Why it matters
A distributor builds its parts catalog as a React app. When a non-rendering AI crawler requests a page, the server returns an empty HTML shell and a bundle of JavaScript the bot never runs. All 50,000 SKUs sit behind that shell, so they are uncrawlable. The catalog looks complete in a browser and invisible to the engine. Server-side rendering changes this. The HTML arrives already populated with part numbers, specs, and cross-references, and those SKUs become retrievable. Crawlability for AI bots is the gate before anything else. An engine cannot chunk, embed, or cite a page it could not fetch and parse.
How to check it
Request your page the way a non-rendering bot does and read what comes back, not what the browser paints. A few concrete checks:
- Fetch the raw HTML with curl and confirm the SKU data, specs, and body copy are present in the source, not injected later by JavaScript.

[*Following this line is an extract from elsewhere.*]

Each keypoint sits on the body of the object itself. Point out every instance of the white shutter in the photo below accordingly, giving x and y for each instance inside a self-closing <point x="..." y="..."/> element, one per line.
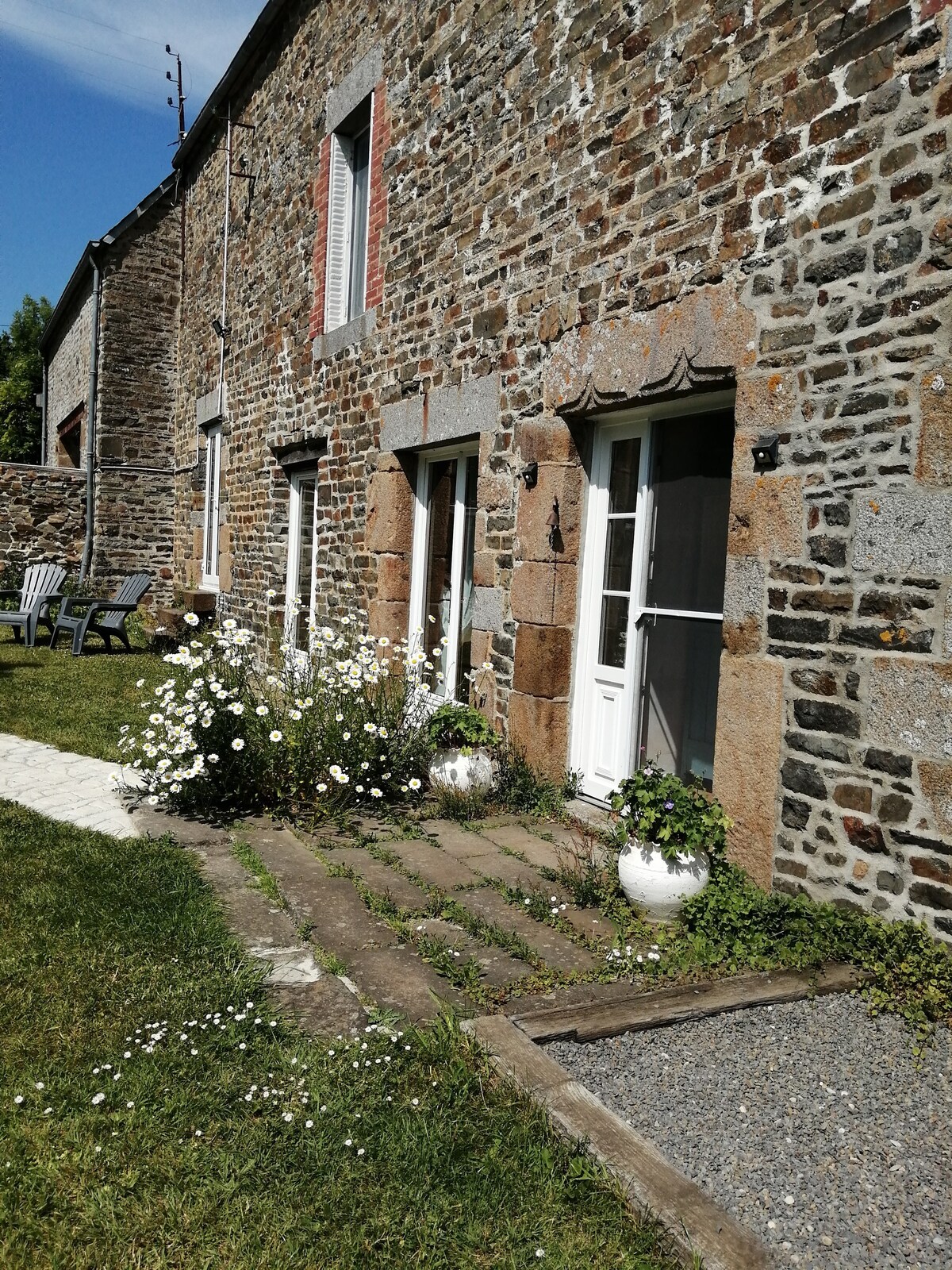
<point x="340" y="211"/>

- Confirm robots.txt and meta tags do not block the named AI user-agents (GPTBot, ClaudeBot, PerplexityBot, Google-Extended).
- Check that part-number and category URLs return 200, not soft-404 shells or redirect chains.
In practice
A hydraulics distributor finds its cylinder pages absent from AI answers. A curl request returns a near-empty shell, so the bot sees no bore, stroke, or pressure ratings. The team moves the catalog to server-side rendering, leaves client-side hydration for interactivity, and the next crawl ingests full spec tables. Reading lists, not courses. Render the page server-side, then worry about chunking and citations.